Date (BST) Match Venue Stage
14 June 23:00 Brazil vs Morocco MetLife Stadium, East Rutherford (New Jersey) Group C
19 June 23:00 Scotland vs Morocco Gillette Stadium, Foxborough (Boston) Group C
24 June 23:00 Morocco vs Haiti Mercedes-Benz Stadium, Atlanta Group C

As group runners-up, Morocco would face the winner of Group D (USA’s group) in the Round of 32. See our full World Cup 2026 groups guide for the complete bracket.

Odds & Predictions: Morocco’s Value Case in an Open Bracket

Morocco are currently priced at around 50/1 to win the 2026 World Cup outright with the major UK bookmakers – making them the leading African representative in the tournament odds market and, on most books, the shortest-priced non-European/non-South American team in the tournament. The implied probability at 50/1 is approximately 2%, and our editorial view is that this price fairly reflects both the genuine quality of the squad and the significant uncertainty created by the managerial change, the AFCON trauma and the difficulty of their group opening.

The more interesting betting angles are in the progression markets. Morocco at 1/9 to qualify from Group C is effectively a certainty play that makes more sense as an accumulator leg than a standalone bet. The more compelling price is Morocco to win the group – currently around 4/1 – which is genuinely interesting if you believe their counter-attacking system can contain or defeat Brazil in the opening fixture. BetMGM’s group preview analysts argued that Morocco’s defensive metrics against elite European opposition make them a live underdog in the Brazil fixture at +400, and their record in knockout football against higher-ranked teams across the 2022 tournament provides historical evidence for exactly this kind of upset.

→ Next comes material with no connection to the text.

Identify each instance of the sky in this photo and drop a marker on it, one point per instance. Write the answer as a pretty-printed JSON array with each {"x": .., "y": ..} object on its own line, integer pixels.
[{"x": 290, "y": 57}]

For the tournament at large, Morocco at 50/1 represents the African continent’s clearest value proposition. Of the nine African qualifiers at this tournament, none carry the tactical sophistication, the European talent pool or the proven knockout mentality that Morocco possess. The managerial change is a genuine risk that the market has correctly factored in, but the players remain, the defensive system is established, and Hakimi’s individual quality in the bracket could produce decisive moments in the early knockout rounds. At 50/1, a small outright position is defensible as a long-shot value punt backed by evidence rather than sentiment. For all the latest Morocco prices, visit our World Cup 2026 odds hub.

Our prediction: Morocco to qualify second from Group C behind Brazil, advance through the Round of 32 in a tight encounter against the USA or a comparable Group D qualifier, and exit at the Round of 16 against a major European opponent. The caveat is that if Ouahbi solves the central defensive question quickly and Amrabat returns to 2022 form, the quarter-final scenario is entirely plausible for a team that reached the semi-finals four years ago and whose key players are at the peak of their careers.

Morocco’s story at the 2026 World Cup is one of transition carrying the weight of history. The players who electrified the world in Qatar are mostly still here, older and more experienced, playing under a manager who must earn their trust in the space of three group matches. That precarious, compelling dynamic makes the Atlas Lions one of the most watchable – and most difficult to definitively price – teams in North America this summer.